The exculpatory facts and the inculpatory facts are part of the evidence the learned trial Magistrate considered in coming to her conclusion that PW1 was fond of the Appellant and thus shielded him from testimony PW1 could adduce. The medical evidence revealed there was sexual contact proximate to the evening the Appellant had spent with PW1. That secured the conviction. The sentence meted out was 15 years.
As regards sentencing, the fundamental purpose of sentencing is to contribute, along with other crime prevention initiatives, to the respect for the law and the maintenance of a just, law-abiding citizenry by imposing adequate sanctions which achieve the following objectives:-
(a) denounciation of unlawful conduct;
(b) deterrence of the offender and other persons from committing offences;
(c) remove offenders from society, where necessary;
(d) rehabilitation of offenders;
(e) facilitate reparations for harm done to victims or to the community; and
(f) promotion of a sense of responsibility in offenders, and acknowledgment of the harm done to victims and to the community.

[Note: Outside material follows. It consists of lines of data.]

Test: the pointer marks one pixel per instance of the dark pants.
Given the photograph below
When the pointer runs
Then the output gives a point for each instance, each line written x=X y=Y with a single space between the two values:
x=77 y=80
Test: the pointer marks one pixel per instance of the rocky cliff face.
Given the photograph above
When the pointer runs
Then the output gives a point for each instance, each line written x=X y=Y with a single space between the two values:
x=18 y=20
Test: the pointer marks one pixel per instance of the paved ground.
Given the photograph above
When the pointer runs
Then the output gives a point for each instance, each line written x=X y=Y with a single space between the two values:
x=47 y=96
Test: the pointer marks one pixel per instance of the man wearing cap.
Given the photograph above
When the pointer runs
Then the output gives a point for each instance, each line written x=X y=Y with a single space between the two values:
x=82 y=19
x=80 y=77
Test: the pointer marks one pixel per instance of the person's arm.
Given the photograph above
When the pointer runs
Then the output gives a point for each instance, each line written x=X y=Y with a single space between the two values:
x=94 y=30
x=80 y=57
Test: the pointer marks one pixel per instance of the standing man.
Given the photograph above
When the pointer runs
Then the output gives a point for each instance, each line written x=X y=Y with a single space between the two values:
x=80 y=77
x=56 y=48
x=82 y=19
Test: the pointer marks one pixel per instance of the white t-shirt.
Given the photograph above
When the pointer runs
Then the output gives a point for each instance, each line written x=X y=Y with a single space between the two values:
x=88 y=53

Sentences meted out must be proportionate to the gravity of the offence and the degree of responsibility of the offender. When a court that imposes a sentence it should also take into consideration the lack of remorse, a sentence could be increased or reduced to account for any relevant aggravating or mitigating circumstances relating to the offence or the offender such as repetitiveness. Without limiting the generality of the foregoing, where there is evidence that the offender, in committing the offence, abused a position of trust or authority in relation to the victim a sentence can be enhanced. The Appellant in this case was a teacher to PW1. He held a position of trust. The mother of PW1 even thanked him for dropping the girl home! He abused that trust. His sentence was proper. I can only interfere with the sentence if there is cause. Section 354(3) provides:
354 (3) The court may then, if it considers that there is no sufficient ground for interfering, dismiss the appeal or may -
(a) in an appeal from a conviction -
(i) reverse the finding and sentence, and acquit or discharge the accused, or order him to be tried by a court of competent jurisdiction; or
(ii) alter the finding, maintaining the sentence, or, with or without altering the finding, reduce or increase the sentence; or
(iii) with or without a reduction or increase and with or without altering the finding, alter the nature of the sentence;
(b) in an appeal against sentence, increase or reduce the sentence or alter the nature of the sentence;
Having carefully considered the Appeal and the submissions made by the Appellant as well as the response by State Counsel for the Respondent I find that there is no merit in the Appeal. I will not interfere with the conviction or sentence as there are no sufficient grounds to do so. The conviction was safe and the sentence lawful. I dismiss the Appeal in its entirety.